A Government Accountability Office report Wednesday said proprietary trading has produced a relatively small share of revenues at the six largest banks, but the study quickly came under fire from two senators who called the GAO's findings thin.

The financial reform law passed last year banned proprietary trading, and restricted other risky investments, at banks.

The provision known as the "Volcker Rule" — after former Federal Reserve Board Chairman Paul Volcker, who inspired the ban — also required the GAO to study aspects of such trading at big banks.

The report said regulators need to gather more information on the activities covered by the new rules.

It concluded that "standalone" proprietary trading at the six largest bank holding companies was about 3.1% of their combined quarterly revenue from June 2006 to December 2010.

"Compared to these firms' overall revenues, their stand-alone proprietary trading generally produced small revenues in most quarters and some larger losses during the financial crisis," the GAO said.

But Democratic Sens. Carl Levin and Jeff Merkley, who authored the trading provision in the Dodd-Frank Act, blasted the report as insufficient.

They said the accountability office, which claimed it only had information to study the banks' standalone trading operations, should have delved deeper to "shine more light on the high-risk gambles that decimated millions of families and businesses and nearly destroyed our financial system."
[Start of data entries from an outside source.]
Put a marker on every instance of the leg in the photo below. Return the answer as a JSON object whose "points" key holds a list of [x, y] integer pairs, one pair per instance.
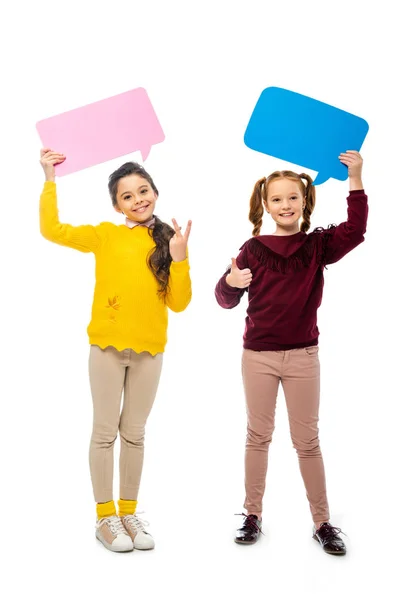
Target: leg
{"points": [[301, 384], [107, 374], [141, 385], [261, 376]]}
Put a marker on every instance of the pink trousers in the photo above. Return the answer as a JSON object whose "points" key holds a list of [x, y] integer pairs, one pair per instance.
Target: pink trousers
{"points": [[298, 371]]}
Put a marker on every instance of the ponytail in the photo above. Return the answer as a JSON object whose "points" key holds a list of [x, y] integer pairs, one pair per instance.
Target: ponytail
{"points": [[256, 206], [310, 202]]}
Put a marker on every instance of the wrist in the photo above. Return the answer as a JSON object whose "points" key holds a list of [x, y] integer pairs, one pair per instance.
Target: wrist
{"points": [[355, 183], [228, 280]]}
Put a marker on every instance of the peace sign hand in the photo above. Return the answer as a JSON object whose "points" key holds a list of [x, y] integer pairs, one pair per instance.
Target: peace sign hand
{"points": [[178, 243]]}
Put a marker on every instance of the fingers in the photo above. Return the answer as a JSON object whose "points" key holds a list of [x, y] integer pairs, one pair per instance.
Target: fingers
{"points": [[48, 154], [350, 156], [177, 228], [187, 230]]}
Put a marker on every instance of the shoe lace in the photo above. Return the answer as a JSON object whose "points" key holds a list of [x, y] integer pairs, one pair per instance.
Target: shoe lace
{"points": [[136, 523], [115, 525], [328, 532], [250, 522]]}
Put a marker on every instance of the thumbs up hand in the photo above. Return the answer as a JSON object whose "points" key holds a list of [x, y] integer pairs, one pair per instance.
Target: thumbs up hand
{"points": [[240, 278]]}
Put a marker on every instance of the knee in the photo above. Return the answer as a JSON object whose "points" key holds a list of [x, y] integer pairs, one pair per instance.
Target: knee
{"points": [[308, 447], [132, 436], [258, 439], [104, 435]]}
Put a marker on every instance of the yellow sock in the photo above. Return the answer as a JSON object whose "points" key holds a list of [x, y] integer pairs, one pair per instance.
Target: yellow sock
{"points": [[126, 507], [106, 509]]}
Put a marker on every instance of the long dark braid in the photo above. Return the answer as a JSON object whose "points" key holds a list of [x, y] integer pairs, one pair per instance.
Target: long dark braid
{"points": [[159, 259]]}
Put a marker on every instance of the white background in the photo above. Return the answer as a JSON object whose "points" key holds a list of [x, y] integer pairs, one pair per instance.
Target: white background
{"points": [[203, 65]]}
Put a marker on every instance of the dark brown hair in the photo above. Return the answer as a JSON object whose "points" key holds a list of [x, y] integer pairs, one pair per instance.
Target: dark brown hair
{"points": [[159, 259], [260, 192]]}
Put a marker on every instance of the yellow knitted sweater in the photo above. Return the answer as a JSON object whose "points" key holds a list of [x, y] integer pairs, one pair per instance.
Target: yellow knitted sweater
{"points": [[127, 312]]}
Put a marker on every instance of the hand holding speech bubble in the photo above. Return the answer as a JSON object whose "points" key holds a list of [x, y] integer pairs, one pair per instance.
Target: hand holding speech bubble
{"points": [[304, 131], [103, 130]]}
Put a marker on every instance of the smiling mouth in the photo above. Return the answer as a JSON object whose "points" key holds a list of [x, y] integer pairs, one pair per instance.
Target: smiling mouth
{"points": [[141, 208]]}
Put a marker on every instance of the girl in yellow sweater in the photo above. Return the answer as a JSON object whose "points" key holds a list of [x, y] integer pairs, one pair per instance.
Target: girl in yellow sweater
{"points": [[142, 269]]}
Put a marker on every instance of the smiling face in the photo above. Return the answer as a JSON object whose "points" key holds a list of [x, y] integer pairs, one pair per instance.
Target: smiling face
{"points": [[136, 198], [285, 204]]}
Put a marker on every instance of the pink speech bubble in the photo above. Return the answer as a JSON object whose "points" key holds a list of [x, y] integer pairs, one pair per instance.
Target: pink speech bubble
{"points": [[103, 130]]}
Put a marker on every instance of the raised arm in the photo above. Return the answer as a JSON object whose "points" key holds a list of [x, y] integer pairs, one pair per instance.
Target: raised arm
{"points": [[348, 235], [85, 237], [179, 284]]}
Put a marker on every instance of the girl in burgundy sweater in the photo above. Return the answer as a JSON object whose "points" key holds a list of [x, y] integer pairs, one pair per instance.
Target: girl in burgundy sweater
{"points": [[283, 274]]}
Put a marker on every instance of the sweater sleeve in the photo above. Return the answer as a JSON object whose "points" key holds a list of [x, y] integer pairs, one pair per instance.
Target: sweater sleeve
{"points": [[226, 295], [180, 286], [343, 238], [84, 238]]}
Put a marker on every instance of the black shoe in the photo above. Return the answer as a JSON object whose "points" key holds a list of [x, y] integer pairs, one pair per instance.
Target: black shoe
{"points": [[250, 531], [329, 539]]}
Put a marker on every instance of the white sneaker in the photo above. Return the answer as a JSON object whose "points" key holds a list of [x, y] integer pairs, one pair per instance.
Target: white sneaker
{"points": [[112, 534], [141, 539]]}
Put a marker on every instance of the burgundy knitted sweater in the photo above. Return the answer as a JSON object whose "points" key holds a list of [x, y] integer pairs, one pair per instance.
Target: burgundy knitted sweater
{"points": [[287, 284]]}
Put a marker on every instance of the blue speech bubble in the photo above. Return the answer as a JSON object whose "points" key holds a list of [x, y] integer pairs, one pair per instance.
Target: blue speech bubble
{"points": [[304, 131]]}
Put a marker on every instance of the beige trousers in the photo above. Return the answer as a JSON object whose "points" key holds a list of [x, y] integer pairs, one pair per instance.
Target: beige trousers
{"points": [[299, 372], [112, 372]]}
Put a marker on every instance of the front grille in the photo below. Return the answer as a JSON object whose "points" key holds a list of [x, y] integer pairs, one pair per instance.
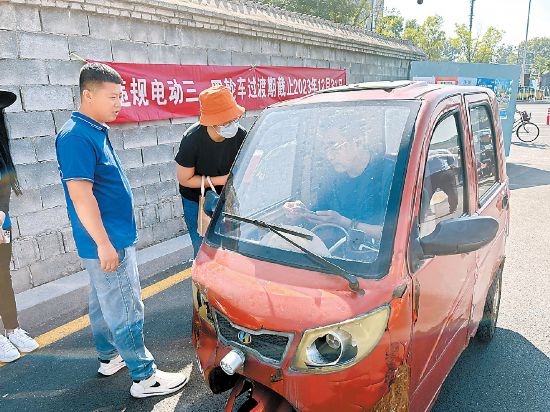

"GAO claims they could not access the data necessary to undertake the full study required by Congress. This is unfortunate. While we are not surprised that, even with its limited review, the GAO concluded that proprietary trading is riskier than other activities, a complete study of proprietary trading would have been of much greater value to policy makers and regulators," they said.

"The report reminds us of the story of a man who dropped his keys at night and then began looking for them under a nearby parking lot light, not because he dropped them there but because that was where the light was."